3 Replies Latest reply on Aug 25, 2005 12:46 AM by chiba

    instrumenting a loaded class

    nick.collier

      Hi,

      I'm using a javaassist in a mechanism for creating dyanamic listeners. The idea is that the user can specify a class and field to watch for field access and then an instance and method to call on that instance when the field is accessed. As for implementation, I replace the field access with the access ($proceed($$)) and a method that notifies the listener.

      This works well when I specify the listener and what to watch before the class I want to watch is loaded. The onLoad method of my translator adds the code into the class I want to watch and everything works OK.

      However, if I want to choose what to watch after the class I want to watch is loaded, that is, after onLoad has been called for that class, this doesn't seem to work. What I'm doing in that case, is just getting the appropriate CtClass from the ClassPool, defrosting() it and then replacing the field access. This change doesn't seem to be picked up by the JVM though as the class behaves normally when the field is accessed.

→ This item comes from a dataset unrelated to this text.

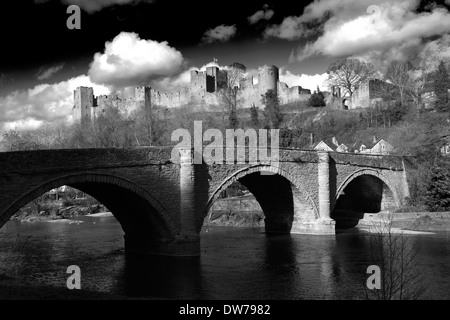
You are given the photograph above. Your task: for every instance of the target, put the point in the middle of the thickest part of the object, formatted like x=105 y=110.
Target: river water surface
x=235 y=263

      Any suggestions? I'm hoping this is possible without unloading the class from the JVM but I'm beginning to wonder.

      thanks,

      Nick

        • 1. Re: instrumenting a loaded class
          chiba

          For instrumenting a loaded class, you must use HotSwap
          provided by Sun's JVM. An upcoming new version of
          Javassist provides a utility class for using HotSwap.
          So if you are intrested, please down load the CVS HEAD
          and test it.

          • 2. Re: instrumenting a loaded class
            nick.collier

            chiba,

            Thanks very much!

            I've gotten the code from CVS and taken a look at the HotSwapper. Do you have any sense of what sort of overhead running the virtual machine in this kind of debug mode adds?

            thanks,

            Nick

            • 3. Re: instrumenting a loaded class
              chiba

              According to our experiment with HotSwap of JDK1.4
              (JDK1.4 has HotSwap although it has a different name),
              the overheaeds is less than 5% (normally about 2%).
              We used SPECjvm98, which is a set of relatively small
              programs. So if you run a really big program, the amount
              of the overhead may change. I expect the overhead
              will be still negligible, though.